# icon - report this as a problem post?



## PrairieGirl (Aug 28, 2005)

I just noticed that most postings have an icon by the poster's ID that looks like a red triangle with an exclamation mark in it.  When I held my cursor over the icon it read "report this as a problem post".  I'm guessing that is something you add to your profile?  Should I be doing this?

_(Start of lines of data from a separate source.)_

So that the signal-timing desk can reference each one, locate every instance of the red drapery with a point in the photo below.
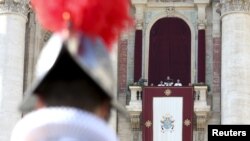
(138, 55)
(170, 51)
(201, 56)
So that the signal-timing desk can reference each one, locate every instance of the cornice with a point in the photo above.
(234, 6)
(20, 7)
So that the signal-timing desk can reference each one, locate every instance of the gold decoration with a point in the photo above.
(187, 122)
(167, 92)
(148, 123)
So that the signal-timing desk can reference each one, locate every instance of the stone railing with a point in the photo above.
(168, 0)
(201, 108)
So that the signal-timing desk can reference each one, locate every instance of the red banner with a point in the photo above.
(167, 113)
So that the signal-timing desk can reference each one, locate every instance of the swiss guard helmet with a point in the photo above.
(82, 38)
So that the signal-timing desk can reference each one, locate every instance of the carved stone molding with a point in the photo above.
(17, 6)
(229, 6)
(202, 23)
(170, 11)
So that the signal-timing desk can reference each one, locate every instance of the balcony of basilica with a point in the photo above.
(201, 110)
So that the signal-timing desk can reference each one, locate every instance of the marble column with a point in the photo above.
(235, 69)
(13, 18)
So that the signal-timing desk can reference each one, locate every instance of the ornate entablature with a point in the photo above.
(230, 6)
(16, 6)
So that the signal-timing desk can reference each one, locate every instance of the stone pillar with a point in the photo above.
(235, 69)
(13, 18)
(202, 22)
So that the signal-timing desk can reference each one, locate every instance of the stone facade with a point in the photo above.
(225, 23)
(13, 18)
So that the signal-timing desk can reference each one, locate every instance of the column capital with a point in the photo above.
(20, 7)
(232, 6)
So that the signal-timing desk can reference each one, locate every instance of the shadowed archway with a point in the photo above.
(170, 51)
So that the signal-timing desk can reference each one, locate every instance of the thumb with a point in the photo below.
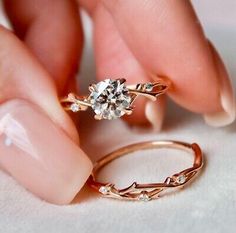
(37, 138)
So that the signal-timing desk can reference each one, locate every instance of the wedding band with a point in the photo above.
(111, 99)
(146, 192)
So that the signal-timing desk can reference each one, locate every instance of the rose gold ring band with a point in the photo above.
(111, 99)
(146, 192)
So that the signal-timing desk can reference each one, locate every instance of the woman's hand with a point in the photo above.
(133, 39)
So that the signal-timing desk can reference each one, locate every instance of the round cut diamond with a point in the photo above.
(110, 99)
(181, 179)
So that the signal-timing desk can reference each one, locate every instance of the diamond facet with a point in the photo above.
(149, 87)
(110, 99)
(144, 197)
(181, 179)
(104, 189)
(74, 107)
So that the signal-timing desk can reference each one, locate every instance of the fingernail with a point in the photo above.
(155, 112)
(227, 98)
(39, 155)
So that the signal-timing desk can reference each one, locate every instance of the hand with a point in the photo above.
(136, 41)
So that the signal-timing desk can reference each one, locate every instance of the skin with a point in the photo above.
(136, 41)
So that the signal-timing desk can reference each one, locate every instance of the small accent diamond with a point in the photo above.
(104, 189)
(74, 107)
(149, 87)
(144, 197)
(181, 179)
(8, 141)
(110, 99)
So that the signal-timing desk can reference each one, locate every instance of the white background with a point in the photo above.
(206, 205)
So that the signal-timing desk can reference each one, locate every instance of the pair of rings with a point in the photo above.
(111, 99)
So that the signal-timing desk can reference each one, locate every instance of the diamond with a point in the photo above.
(74, 107)
(144, 197)
(105, 189)
(110, 98)
(181, 179)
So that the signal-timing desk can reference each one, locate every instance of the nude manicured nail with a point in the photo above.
(155, 112)
(227, 98)
(39, 154)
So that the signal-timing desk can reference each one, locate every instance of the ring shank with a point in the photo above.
(190, 148)
(150, 190)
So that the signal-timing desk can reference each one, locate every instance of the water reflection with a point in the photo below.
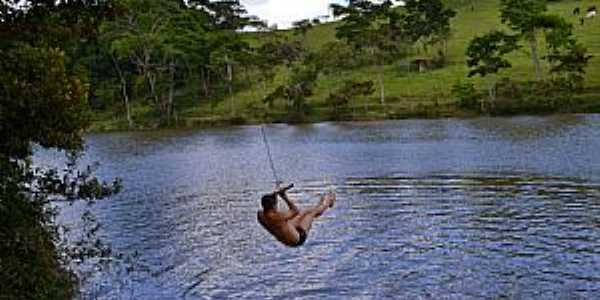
(483, 208)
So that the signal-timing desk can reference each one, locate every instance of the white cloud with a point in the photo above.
(285, 12)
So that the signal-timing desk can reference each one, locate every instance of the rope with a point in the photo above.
(271, 164)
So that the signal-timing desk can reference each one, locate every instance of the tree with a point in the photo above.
(350, 90)
(567, 58)
(427, 21)
(525, 17)
(485, 55)
(42, 102)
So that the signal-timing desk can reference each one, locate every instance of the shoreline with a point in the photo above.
(217, 123)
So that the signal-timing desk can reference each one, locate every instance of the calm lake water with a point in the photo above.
(488, 208)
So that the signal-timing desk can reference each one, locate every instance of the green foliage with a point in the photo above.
(466, 95)
(427, 20)
(485, 54)
(350, 90)
(523, 16)
(39, 88)
(43, 101)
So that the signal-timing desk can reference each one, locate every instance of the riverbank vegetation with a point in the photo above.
(195, 68)
(135, 64)
(43, 103)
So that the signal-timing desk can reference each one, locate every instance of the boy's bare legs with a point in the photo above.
(306, 217)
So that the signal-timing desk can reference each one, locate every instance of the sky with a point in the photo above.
(284, 12)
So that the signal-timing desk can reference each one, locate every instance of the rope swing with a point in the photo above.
(278, 181)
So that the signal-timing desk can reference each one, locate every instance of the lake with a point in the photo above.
(486, 208)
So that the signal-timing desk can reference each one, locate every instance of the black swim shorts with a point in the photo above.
(302, 238)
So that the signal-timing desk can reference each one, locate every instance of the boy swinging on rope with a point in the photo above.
(290, 228)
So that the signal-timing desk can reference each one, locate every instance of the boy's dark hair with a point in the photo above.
(269, 201)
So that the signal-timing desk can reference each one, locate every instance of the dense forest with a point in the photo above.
(137, 64)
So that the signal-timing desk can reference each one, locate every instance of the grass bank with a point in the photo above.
(410, 94)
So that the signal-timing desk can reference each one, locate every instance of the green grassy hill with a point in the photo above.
(410, 94)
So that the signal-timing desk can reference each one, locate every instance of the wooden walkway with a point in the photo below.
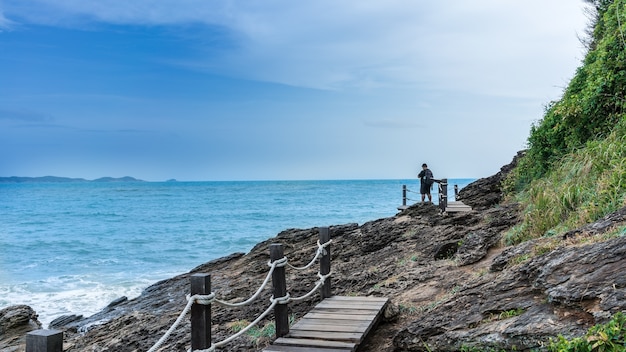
(336, 324)
(455, 207)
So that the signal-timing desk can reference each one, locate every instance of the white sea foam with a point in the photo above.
(72, 248)
(58, 296)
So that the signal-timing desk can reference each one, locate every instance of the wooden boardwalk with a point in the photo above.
(455, 207)
(336, 324)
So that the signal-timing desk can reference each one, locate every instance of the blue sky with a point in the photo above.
(277, 89)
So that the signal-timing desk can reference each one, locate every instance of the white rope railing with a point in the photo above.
(273, 265)
(211, 298)
(321, 250)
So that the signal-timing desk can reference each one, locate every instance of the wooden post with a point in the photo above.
(403, 196)
(280, 290)
(325, 262)
(200, 313)
(44, 341)
(443, 194)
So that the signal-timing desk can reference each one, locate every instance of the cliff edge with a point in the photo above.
(452, 283)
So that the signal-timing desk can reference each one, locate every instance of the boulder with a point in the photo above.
(15, 323)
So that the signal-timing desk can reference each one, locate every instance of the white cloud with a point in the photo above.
(514, 48)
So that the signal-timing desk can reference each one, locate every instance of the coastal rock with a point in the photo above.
(487, 192)
(520, 309)
(452, 284)
(15, 323)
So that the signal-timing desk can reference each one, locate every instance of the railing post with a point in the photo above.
(280, 290)
(403, 195)
(443, 194)
(44, 341)
(325, 262)
(200, 313)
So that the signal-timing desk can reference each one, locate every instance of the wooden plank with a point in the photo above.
(335, 316)
(350, 305)
(357, 299)
(274, 348)
(304, 323)
(342, 303)
(336, 324)
(330, 315)
(286, 341)
(339, 310)
(337, 336)
(331, 327)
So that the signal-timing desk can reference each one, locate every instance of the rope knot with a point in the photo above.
(323, 277)
(210, 349)
(281, 300)
(321, 248)
(202, 299)
(278, 262)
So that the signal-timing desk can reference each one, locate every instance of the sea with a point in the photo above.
(72, 248)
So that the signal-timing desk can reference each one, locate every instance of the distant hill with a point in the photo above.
(48, 179)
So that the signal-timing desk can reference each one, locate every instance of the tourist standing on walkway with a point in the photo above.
(426, 182)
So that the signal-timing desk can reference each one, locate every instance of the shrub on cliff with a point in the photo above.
(592, 104)
(608, 337)
(584, 187)
(573, 170)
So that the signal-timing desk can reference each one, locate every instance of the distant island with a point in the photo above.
(17, 179)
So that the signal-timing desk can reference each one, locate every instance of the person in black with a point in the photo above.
(426, 182)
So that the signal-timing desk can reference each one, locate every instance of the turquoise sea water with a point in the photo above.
(71, 248)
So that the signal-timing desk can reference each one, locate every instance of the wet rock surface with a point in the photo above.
(452, 284)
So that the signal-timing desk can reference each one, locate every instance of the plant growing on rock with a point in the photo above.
(607, 337)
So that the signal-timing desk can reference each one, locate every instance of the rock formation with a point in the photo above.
(452, 283)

Thanks for any help understanding this,
LeAnn


----------



## Makai Guy (Aug 28, 2005)

You will see this icon 
	

	
	
		
		

		
		
	


	




 in everyone ELSE's posts, not your own.  It is something you click to instantly report a problem post - one violating the site rules, posted in the wrong forum, etc.   The software, apparently, assumes you won't be reporting your own posts and doesn't insert this icon when you are viewing your own posts.


----------



## PrairieGirl (Aug 28, 2005)

Thanks Doug!

Looks like it was a good thing that I didn't just click somebody's icon to see what came up.....the new bbs software has lots of features that I'm just getting used to.  I consider myself quite computer literate, but more in a business sense.  But then, I'm the person at the store trying to buy a cell phone that JUST makes phone calls - with one ring tone thank you very much.

LeAnn


----------



## Makai Guy (Aug 29, 2005)

LeAnn Thom said:
			
		

> Looks like it was a good thing that I didn't just click somebody's icon to see what came up.....



Go ahead and try it.  It just pulls up a message entry form where you can say what's wrong with the post.  Nothing happens til you actually submit it, so you can always back out.


----------